Trump’s acquittal would mean that future presidents will eventually be “absolutely unrestrained,” and become above the law. If the president is above the law, we do not live in a constitutional republic in which every citizen is guaranteed equal justice under law. It will mean that a public official has more rights and privileges than you or I, that the law does not apply to him, and that he can shoot someone on Fifth Avenue without consequence.

It would mean the Constitution will become a powerless, meaningless piece of paper that no longer governs the American government. The American experiment in free government would give way, more or less, to an elective monarchy.

If that is true, then our prolife cause is at an end. For the sake of our intellectual honesty, Christians should try this thought experiment: Would we trade the Constitution for a prolife monarch? Some might genuinely answer “yes” because of the depth of the evils of abortion. They would welcome the efficiency and firmness of a single monarchical declaration outlawing abortion once and for all. But those who are tempted to trade away the Constitution misunderstand monarchy.

History is replete with benevolent monarchs who governed with some semblance of enlightenment for a decade or so. The problem comes when the monarch dies and hands power to someone else. Without a Constitution to constrain monarchs, we have no way of guaranteeing that the next one will be prolife. Indeed, the next one might not like Christians at all. The next one might not even respect our religious liberty. That is why a Constitution which guarantees us the right to participate in the political process is, over the long run, far more valuable than any single prolife official.

We must defend our Constitution because precedent matters. What we do today shapes what the other side will do to us tomorrow. We have to play by the rules if we want them to respect the rules when they are in power. There is no way our side will stay in power forever. Someday, our political opponents will control the White House and both chambers of Congress. When they do, we will rue the day we traded away the Constitution’s guardrails.

Trump’s defenders claim that the other side has never been fair and cannot be trusted no matter what. That might be correct — but the other side’s duplicity doesn’t justify Trump’s criminality. As your grandmother always said, two wrongs don’t make a right. Both these things can be true at the same time: Democrats were hellbent on impeaching Trump from day one no matter what, and Trump eventually gave them the excuse they needed.

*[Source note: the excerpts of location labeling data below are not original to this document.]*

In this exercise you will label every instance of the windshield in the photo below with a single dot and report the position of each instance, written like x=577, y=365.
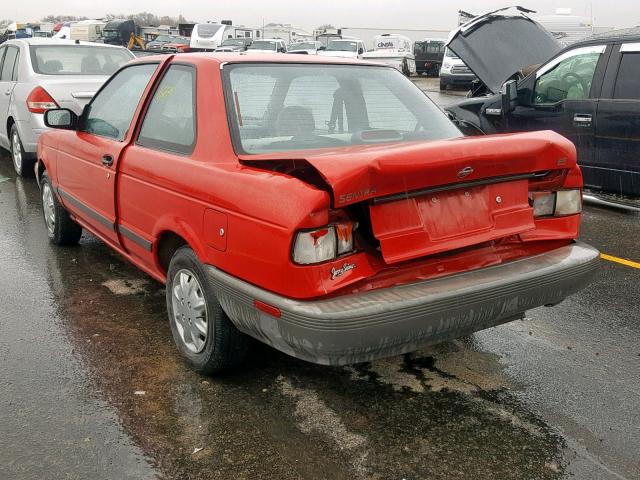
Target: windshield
x=207, y=30
x=304, y=46
x=231, y=42
x=342, y=46
x=77, y=59
x=262, y=45
x=275, y=107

Lincoln warned that if the Constitution goes unenforced, “the feelings of the best citizens will become more or less alienated from it; and thus it will be left without friends, or with too few, and those few too weak, to make their friendship effectual.” At the same time, men of ambition will come to see the confines of the Constitution as a stifling restriction, not a safe harbor. Such men will not shrink “to seize the opportunity, strike the blow, and overturn that fair fabric,” of the Constitution, “which for the last half century, has been the fondest hope of the lovers of freedom throughout the world.”

Prophetically, Lincoln warned specifically against the kind of man who made his own fame, his own distinction, more important than the country itself. In Trump, Lincoln’s worst fears have come to pass. For the sake of the country, the Constitution, for equal justice under law, for the future of the prolife cause, Trump must be convicted and removed from office.